6. Go Back to School
Yes, go back to school. This isn’t meant to be a frustrating suggestion. After all, you dropped out of school for a reason. However, let’s be honest, you started college for a reason, too.
Maybe you dropped out of school because you couldn’t afford it. Okay, is there a more affordable education option? Perhaps that means transferring to a community college, getting a two-year degree, and then using that degree to land a job that can help you pay for a four-year degree.
Maybe you dropped out of school because of illness (your own or that of a family member). Perhaps you can find a way to stay in school part-time, even if it’s by using long-distance options. This would keep you from having to pay back your loans right now, and will reduce the total amount of time it takes to graduate.
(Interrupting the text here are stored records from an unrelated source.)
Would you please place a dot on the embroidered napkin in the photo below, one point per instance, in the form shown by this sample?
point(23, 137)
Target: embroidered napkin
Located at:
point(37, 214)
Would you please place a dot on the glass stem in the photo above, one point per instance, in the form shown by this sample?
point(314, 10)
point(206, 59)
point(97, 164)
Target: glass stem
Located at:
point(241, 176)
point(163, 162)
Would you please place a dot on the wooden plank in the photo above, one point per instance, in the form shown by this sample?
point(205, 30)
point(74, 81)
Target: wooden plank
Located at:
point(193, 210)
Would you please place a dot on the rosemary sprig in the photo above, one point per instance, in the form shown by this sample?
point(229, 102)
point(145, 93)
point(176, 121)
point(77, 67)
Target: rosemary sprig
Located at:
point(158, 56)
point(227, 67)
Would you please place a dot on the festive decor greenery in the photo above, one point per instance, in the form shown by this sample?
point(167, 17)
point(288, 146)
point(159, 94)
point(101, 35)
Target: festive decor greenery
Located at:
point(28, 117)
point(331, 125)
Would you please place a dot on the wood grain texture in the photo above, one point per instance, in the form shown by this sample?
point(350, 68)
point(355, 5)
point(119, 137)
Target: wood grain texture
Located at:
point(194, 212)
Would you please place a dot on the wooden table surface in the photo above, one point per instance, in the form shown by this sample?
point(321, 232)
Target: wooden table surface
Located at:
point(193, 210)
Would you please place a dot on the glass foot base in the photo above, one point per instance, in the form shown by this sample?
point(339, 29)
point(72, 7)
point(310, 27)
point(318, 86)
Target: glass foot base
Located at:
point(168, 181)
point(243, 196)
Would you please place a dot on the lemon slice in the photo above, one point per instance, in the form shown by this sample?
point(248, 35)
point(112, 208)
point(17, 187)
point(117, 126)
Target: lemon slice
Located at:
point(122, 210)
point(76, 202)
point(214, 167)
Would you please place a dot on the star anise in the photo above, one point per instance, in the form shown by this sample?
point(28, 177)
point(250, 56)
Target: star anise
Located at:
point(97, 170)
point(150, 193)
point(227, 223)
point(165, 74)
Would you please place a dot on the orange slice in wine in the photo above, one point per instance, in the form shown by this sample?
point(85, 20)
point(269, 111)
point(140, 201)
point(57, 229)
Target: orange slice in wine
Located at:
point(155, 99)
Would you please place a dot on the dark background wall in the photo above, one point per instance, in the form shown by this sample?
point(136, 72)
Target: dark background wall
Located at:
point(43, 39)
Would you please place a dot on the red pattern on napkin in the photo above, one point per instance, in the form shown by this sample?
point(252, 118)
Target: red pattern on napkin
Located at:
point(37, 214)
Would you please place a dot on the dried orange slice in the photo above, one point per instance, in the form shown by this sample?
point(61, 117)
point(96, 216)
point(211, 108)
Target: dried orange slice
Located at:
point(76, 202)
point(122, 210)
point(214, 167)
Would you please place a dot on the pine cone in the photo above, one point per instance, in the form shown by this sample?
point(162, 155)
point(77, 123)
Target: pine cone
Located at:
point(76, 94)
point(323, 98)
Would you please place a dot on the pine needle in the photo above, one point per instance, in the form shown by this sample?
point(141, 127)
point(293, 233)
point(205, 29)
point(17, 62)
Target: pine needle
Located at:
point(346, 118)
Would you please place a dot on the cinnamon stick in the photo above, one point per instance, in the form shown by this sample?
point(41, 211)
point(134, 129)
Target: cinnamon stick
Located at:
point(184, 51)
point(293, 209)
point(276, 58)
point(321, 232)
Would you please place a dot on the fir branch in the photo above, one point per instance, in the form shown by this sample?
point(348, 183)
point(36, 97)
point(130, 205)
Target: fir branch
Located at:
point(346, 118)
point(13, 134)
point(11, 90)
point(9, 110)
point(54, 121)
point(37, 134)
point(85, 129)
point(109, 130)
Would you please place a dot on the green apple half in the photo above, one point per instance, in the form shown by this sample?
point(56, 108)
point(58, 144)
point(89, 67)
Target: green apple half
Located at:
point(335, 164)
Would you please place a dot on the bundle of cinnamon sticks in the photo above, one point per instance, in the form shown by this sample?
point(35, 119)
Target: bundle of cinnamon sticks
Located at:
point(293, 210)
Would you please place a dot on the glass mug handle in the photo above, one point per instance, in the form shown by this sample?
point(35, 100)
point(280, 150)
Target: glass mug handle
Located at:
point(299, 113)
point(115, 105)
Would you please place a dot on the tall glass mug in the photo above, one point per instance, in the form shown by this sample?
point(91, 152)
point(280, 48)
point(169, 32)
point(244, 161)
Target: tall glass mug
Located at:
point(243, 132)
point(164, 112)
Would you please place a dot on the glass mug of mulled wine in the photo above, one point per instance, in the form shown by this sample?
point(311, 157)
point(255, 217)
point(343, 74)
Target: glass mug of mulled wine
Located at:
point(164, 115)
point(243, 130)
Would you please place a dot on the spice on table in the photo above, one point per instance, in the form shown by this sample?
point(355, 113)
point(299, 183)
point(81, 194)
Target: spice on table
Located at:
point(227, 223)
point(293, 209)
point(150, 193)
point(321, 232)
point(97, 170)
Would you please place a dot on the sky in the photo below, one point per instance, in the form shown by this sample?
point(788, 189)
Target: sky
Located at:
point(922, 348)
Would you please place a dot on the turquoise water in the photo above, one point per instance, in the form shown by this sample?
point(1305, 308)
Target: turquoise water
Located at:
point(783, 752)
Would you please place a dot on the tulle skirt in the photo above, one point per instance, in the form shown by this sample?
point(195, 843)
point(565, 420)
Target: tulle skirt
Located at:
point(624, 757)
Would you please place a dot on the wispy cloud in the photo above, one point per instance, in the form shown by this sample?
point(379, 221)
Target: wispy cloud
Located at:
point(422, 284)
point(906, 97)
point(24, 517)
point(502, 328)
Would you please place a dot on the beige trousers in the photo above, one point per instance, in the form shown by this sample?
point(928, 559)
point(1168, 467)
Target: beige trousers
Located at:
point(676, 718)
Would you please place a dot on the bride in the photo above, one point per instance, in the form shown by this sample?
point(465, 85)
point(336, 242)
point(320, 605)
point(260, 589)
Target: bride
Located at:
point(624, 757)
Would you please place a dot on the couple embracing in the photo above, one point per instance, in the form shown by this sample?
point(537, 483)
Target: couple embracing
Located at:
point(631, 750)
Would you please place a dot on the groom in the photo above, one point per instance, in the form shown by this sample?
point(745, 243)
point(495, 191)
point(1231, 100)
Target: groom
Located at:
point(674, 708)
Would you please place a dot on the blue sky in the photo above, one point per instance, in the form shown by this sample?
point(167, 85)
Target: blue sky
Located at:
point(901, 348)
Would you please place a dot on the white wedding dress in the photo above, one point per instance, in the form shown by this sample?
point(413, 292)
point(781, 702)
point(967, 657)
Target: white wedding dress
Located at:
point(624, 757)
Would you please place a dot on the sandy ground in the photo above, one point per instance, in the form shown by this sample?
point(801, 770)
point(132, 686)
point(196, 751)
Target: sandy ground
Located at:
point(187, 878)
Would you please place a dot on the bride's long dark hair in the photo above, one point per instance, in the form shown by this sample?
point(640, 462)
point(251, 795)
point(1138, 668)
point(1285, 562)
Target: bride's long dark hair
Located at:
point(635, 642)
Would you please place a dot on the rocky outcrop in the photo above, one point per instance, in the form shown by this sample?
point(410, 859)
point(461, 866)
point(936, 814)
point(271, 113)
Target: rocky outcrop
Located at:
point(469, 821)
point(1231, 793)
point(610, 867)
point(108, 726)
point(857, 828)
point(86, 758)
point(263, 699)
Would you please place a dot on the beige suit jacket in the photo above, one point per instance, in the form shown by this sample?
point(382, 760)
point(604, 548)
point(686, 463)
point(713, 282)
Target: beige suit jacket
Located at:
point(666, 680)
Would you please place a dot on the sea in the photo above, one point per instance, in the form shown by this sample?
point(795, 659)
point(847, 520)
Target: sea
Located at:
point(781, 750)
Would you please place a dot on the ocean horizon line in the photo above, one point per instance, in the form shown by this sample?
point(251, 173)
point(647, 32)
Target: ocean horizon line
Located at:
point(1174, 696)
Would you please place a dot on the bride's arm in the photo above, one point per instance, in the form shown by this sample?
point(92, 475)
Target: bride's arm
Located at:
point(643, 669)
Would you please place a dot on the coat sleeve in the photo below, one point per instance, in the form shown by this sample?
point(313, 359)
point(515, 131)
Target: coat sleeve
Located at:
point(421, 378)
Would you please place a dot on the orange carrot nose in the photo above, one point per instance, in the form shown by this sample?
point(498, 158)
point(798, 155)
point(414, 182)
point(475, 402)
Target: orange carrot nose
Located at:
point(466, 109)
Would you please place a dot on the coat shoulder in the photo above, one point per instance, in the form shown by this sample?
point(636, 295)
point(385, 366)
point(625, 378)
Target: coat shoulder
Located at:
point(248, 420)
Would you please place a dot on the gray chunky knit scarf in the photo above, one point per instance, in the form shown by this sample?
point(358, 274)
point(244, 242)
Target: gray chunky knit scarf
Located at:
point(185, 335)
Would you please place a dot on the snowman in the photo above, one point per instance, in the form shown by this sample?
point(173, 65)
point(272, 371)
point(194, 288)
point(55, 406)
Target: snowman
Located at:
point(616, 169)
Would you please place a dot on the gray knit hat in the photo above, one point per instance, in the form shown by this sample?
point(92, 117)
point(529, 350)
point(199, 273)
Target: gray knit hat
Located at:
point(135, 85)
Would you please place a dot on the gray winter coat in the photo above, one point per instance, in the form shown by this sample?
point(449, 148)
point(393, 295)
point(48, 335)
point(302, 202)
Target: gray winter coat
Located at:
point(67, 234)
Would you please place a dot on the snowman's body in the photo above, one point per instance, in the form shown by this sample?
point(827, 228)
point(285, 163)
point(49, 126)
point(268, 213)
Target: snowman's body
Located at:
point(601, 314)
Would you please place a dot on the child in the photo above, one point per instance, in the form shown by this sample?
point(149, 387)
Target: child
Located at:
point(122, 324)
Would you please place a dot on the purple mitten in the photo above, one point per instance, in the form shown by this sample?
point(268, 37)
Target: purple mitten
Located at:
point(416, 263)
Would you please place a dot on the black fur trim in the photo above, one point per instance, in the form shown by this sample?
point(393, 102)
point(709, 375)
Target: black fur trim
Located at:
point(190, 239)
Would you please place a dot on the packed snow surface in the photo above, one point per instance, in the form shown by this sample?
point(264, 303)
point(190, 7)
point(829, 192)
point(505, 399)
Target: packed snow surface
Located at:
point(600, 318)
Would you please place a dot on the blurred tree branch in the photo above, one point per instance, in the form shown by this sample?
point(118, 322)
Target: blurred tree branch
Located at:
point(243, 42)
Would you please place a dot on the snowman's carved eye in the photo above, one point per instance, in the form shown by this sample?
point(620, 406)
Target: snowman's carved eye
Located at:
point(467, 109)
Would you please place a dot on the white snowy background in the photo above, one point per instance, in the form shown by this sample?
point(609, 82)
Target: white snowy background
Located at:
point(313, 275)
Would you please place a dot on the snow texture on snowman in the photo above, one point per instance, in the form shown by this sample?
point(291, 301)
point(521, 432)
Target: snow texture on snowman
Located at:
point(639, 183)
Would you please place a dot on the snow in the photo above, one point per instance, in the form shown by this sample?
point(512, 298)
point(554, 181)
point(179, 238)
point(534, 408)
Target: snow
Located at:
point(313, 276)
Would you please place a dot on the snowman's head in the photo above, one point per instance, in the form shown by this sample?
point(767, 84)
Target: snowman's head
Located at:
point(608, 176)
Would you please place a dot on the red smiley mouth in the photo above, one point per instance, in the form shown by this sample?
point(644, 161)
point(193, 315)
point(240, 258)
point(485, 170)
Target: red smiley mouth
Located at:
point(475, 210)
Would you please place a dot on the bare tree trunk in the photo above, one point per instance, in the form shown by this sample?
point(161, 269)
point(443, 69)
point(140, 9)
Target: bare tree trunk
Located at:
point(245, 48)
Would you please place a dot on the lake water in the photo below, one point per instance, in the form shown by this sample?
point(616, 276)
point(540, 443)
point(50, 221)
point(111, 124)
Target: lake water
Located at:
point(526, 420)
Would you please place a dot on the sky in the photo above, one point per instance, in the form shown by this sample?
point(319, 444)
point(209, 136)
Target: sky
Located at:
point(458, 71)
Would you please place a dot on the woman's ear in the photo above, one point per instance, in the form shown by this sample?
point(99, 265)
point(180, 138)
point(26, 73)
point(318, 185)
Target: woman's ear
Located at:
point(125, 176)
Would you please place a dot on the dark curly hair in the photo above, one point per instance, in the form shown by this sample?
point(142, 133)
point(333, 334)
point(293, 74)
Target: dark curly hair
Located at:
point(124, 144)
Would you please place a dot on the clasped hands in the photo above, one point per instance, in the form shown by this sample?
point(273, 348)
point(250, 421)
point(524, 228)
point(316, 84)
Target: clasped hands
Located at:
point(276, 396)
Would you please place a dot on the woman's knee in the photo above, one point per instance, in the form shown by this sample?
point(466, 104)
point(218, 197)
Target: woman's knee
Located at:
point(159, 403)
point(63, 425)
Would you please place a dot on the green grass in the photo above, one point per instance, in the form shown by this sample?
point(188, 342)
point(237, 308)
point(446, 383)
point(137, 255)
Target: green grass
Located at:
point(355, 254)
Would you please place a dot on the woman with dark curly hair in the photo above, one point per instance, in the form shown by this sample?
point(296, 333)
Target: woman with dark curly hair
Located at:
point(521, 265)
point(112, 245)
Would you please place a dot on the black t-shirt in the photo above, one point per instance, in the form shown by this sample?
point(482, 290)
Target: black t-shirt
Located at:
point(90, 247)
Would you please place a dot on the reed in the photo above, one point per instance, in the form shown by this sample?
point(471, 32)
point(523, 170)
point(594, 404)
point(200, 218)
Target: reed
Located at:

I stayed out of school for around 2 years, only making ends meet because of my loved ones. I often felt discouraged. If I hadn’t gone to school and taken out loans, I could have made ends meet at many of the jobs in my small town. But with my loans, my only option was to live at home until they were paid off – 20 years later!
When I was well enough, I returned to school (greeted by the huge tuition hike I mentioned). I graduated about two years later, and I’ve always earned enough to pay my loans since then.
While you might feel discouraged about your current circumstances, realize that you’re in a temporary situation. Make solid plans for staying in good graces on your loans, while also making solid plans for your professional future, whether or not you return to school.
Did you drop out of college? What did you learn about your loan situation through that experience? Have you thought about the options you have?